@_thegeoff who specifically might find it interesting
Consider a pot with a convex bottom (i.e. it will stand on its midpoint) with sufficiently large radius of curvature to make it stable when filled to any level. When you put such a pot on an electric hotplate and get it boiling, it starts rocking: https://www.youtube.com/watch?v=vB_szsLa3zk
I have a hypothesis on what's going on (the pot rocks away from the area where the boiling is more intense due to density difference, contact with hotplate increases rate of heating, so there's more heating on the side that's currently lower and thus any rocking gets amplified). Sadly, I don't have the pot anymore and didn't thing at that time of any experiments that could falsify this hypothesis.

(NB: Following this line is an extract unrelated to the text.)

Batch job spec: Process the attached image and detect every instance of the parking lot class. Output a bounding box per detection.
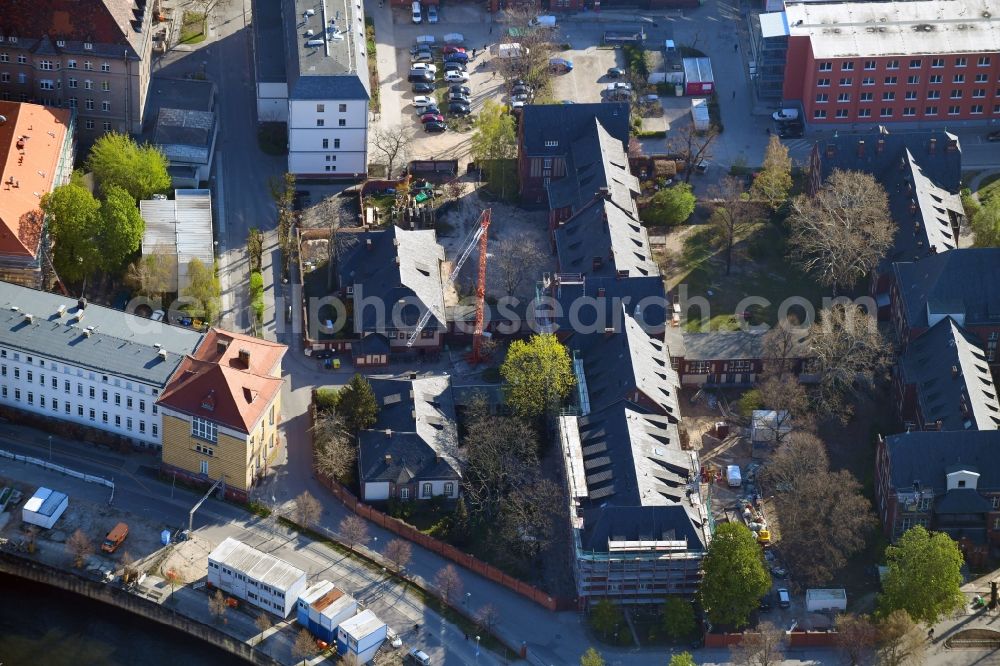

@robryk (1/2) Lovely! My hypothesis here is something most people don't realise about boiling water with a hot surface:
Turn on an electric kettle. It starts to make noise as the water gets hotter, and gets louder the hotter it gets, but then just before it boils it gets quieter again.
Seriously, I made a graph a few years ago.
@robryk The critical thing is what makes the sound: it's not bubbles going pop (well, it is at the very beginning as the water expels dissolved gas), it's bubbles of gaseous water...not "steam" as in stuff in your bathroom, or mist, but actual gaseous H2O.
This forms close to the hot surface, a pocket of it starts to rise. But it quickly hits cooler water and condenses, and that happens *fast*!
The collapse is violent, a little hammer blow. It's what makes the noise, and maybe moves the pan?
But why would the liquid start roiling in the first place? Liquid surface tilt and pot tilt are obviously coupled resonators, so practically you will get both oscillating if you get either.
But they would impart only angular momentum to the pot, and not momentum (because they leave the surface level roughly constant and unchanged if averaged over horizontal circles a cm or two in radius). So, this explanation could be tested by letting the pot slide ~frictionlessly sideways and seeing whether its center of mass moves sideways, right?
Yeah, you can see how many assumptions one must make to have students model convection: https://ipho.olimpicos.net/pdf/IPhO_2008_Q3.pdf (for example, the convection cell size is clearly mostly a property of the fluid, and yet I've never found any intuitive explanation for what the size should be or even any Reynolds-number-like symmetries).
Hmm... somewhat relatedly: can one get a conservation law from the symmetry that gives the Reynolds number (via Noether theorem on presumably some weird space that includes fluid properties)?
@robryk If I could apply Noether to turbulent flow I'd be in a very different job 🤣
@robryk convection currents love to be conplex. Heat a couple of inches of oil in a small pan and you'll see cool geometric diffraction patterns forming and shifting. Now speed up the idea and add turbulence from boiling!
Boiling water is far from a simple problem, despite being one of humanity's earliest technologies!